Not that she didn’t experience emotional conflicts. She approved of what her husband did. But she also realized the disasters that could befall them if her friends and colleagues from Rome’s American journalistic community ever found out about Terry’s covert activities. Like it or not, Maggie was drawn inside the double-edged existence shared by all spies’ families: the cover stories and outright lies that have to be told in order to survive. Lying to her friends and colleagues did not sit easily with her. And yet she did what she had to do, because her husband’s safety depended on her constancy and consistency.

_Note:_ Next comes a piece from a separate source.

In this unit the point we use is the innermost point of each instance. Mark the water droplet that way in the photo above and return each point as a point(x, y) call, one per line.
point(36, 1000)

She’d experienced more of those conflicts in Italy than she did in Israel. Italy in the mid-seventies was fertile turf for Terry’s clandestine operations. The Red Brigades were active. The Libyans, rich with petrodollars and vehemently anti-American, bought their way into foundering Italian corporations. The Communist Party controlled newspapers, labor unions, and thousands of local politicians. In Italy there was a lot for Terry to do — and he worked continually on Agency business while Maggie produced infrequent two-minute news stories about the Pope, earthquakes, and the anarchy of Neapolitan society, all the time fretting quietly about her husband’s safety.

In Israel things were different. Liz made the biggest change in their lives, of course. The kid had been unplanned, the result of a trip to Venice. Terry had asked her to come along with him at the last minute, she’d forgotten to pack her diaphragm, and the rest was history. Maggie had always sworn to herself she wouldn’t have a child until she had won her first Emmy. The day Liz was born she’d realized what a real award she’d been given. Not that she was any less ambitious, it was simply that her ambitions now had two objectives: a terrific daughter and great news stories. After her layoff, she found herself less and less inclined toward the eighteen-hour days she’d willingly put in as a network producer, preferring to spend time with Liz and putter in the garden between writing assignments.

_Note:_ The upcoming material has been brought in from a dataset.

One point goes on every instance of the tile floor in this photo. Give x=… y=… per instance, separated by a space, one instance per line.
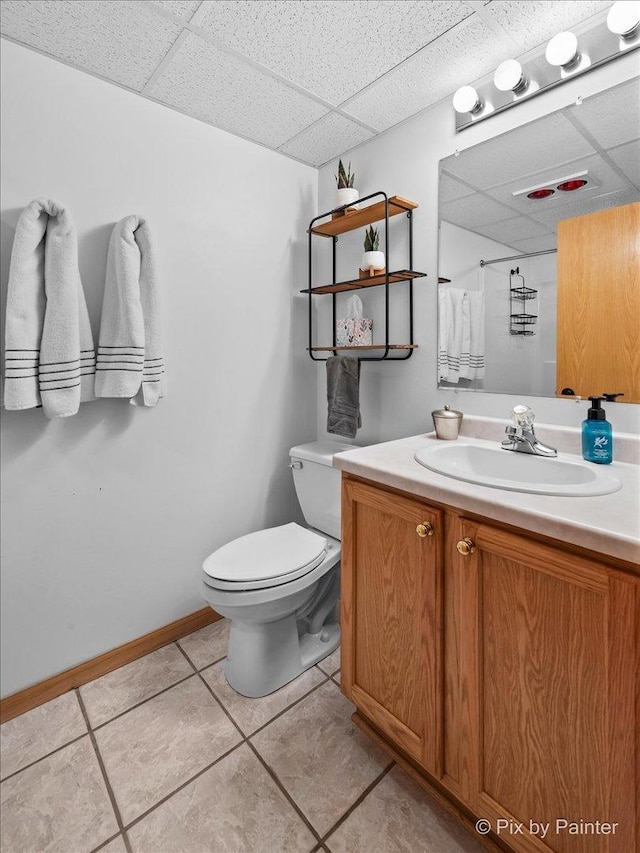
x=162 y=756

Their move from Italy, she noticed, had affected Terry as well. Israel was an ally, a friendly oasis in a hostile environment. If Terry were operating in Jerusalem, he showed no sign of it, working on freelance journalism and his part-time job at the Post’s grimy Romema headquarters and most every day coming home for lunch, a nap, and a couple of hours’ playtime with Liz. He’d told her that Israel would be a virtual vacation for him, and that seemed to be the case.

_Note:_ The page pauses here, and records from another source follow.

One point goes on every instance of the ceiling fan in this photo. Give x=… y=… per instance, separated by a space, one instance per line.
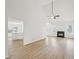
x=53 y=16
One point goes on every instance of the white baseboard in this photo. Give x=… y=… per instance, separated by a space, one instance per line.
x=34 y=41
x=6 y=57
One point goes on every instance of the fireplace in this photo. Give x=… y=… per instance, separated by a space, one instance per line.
x=60 y=34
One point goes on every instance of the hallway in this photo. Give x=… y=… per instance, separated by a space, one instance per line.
x=49 y=48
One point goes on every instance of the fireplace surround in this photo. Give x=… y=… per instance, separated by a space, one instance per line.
x=60 y=34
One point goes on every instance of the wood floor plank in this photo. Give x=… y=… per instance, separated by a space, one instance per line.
x=50 y=48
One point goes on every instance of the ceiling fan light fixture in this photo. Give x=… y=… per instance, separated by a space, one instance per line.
x=52 y=17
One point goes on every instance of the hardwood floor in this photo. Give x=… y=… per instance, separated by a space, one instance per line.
x=50 y=48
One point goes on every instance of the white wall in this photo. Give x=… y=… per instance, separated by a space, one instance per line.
x=64 y=8
x=34 y=23
x=15 y=23
x=35 y=14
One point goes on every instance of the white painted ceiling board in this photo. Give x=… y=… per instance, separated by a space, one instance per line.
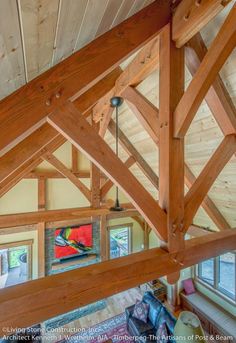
x=69 y=23
x=91 y=21
x=39 y=21
x=12 y=72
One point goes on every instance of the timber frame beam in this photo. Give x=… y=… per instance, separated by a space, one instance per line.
x=64 y=292
x=70 y=123
x=65 y=97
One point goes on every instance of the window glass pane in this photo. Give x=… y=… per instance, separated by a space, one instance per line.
x=227 y=274
x=206 y=271
x=14 y=263
x=119 y=242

“Friends don’t spy on each other,” he’d insisted. “I’m an expert on Communist labor unions, not the Histadrut.”

And the PLO?

“Geez, Mag, the Israelis have those guys cold. I couldn’t find out one thousandth of what the Shin Bet’s got on Arab terrorists even if I were fluent in Arabic and had Yasir Arafat his bloody self on my payroll.”

Still, he’d developed professional contacts — Maggie was sure of it — among the left-wing members of Israel’s parliament, the Knesset. And he went out of his way to cultivate a few of the more moderate West Bank Palestinian Arabs.

Israel was not Italy. There were no late-night assignations, no dead drops or one-time cipher books. There were no calls to Maggie from pay phones that went, “I gotta see a man about a horse, darlin’,” his way of letting her know he might not be home for a few hours or a few days. There was none of the perpetual, gnawing, unspoken dread Terry Robinson had come to know in his gut, the brickbat pain that hit him like an ulcer when he worked the streets alone and unprotected. He’d felt those twinges for twenty years, in Rome, Paris, Amsterdam, and London.

No, Israel was different. Strange for him, a Christian in a Jewish homeland, that he felt so comfortable in this rough country of olives and orange groves and scrub-brush wadis, this raw, unsophisticated place with its boy soldiers and bearded Hasids and breakneck drivers. He loved Israel’s vitality, took pleasure in its adolescent chauvinism, its matter-of-fact fatalism, its almost professional irreverence. He’d come to feel safe walking Israel’s crowded streets and visiting its historic sites.

He watched as Liz laid the bear on her cot, fussing, tucking it under the covers tightly, its nappy head right in the middle of the pillow.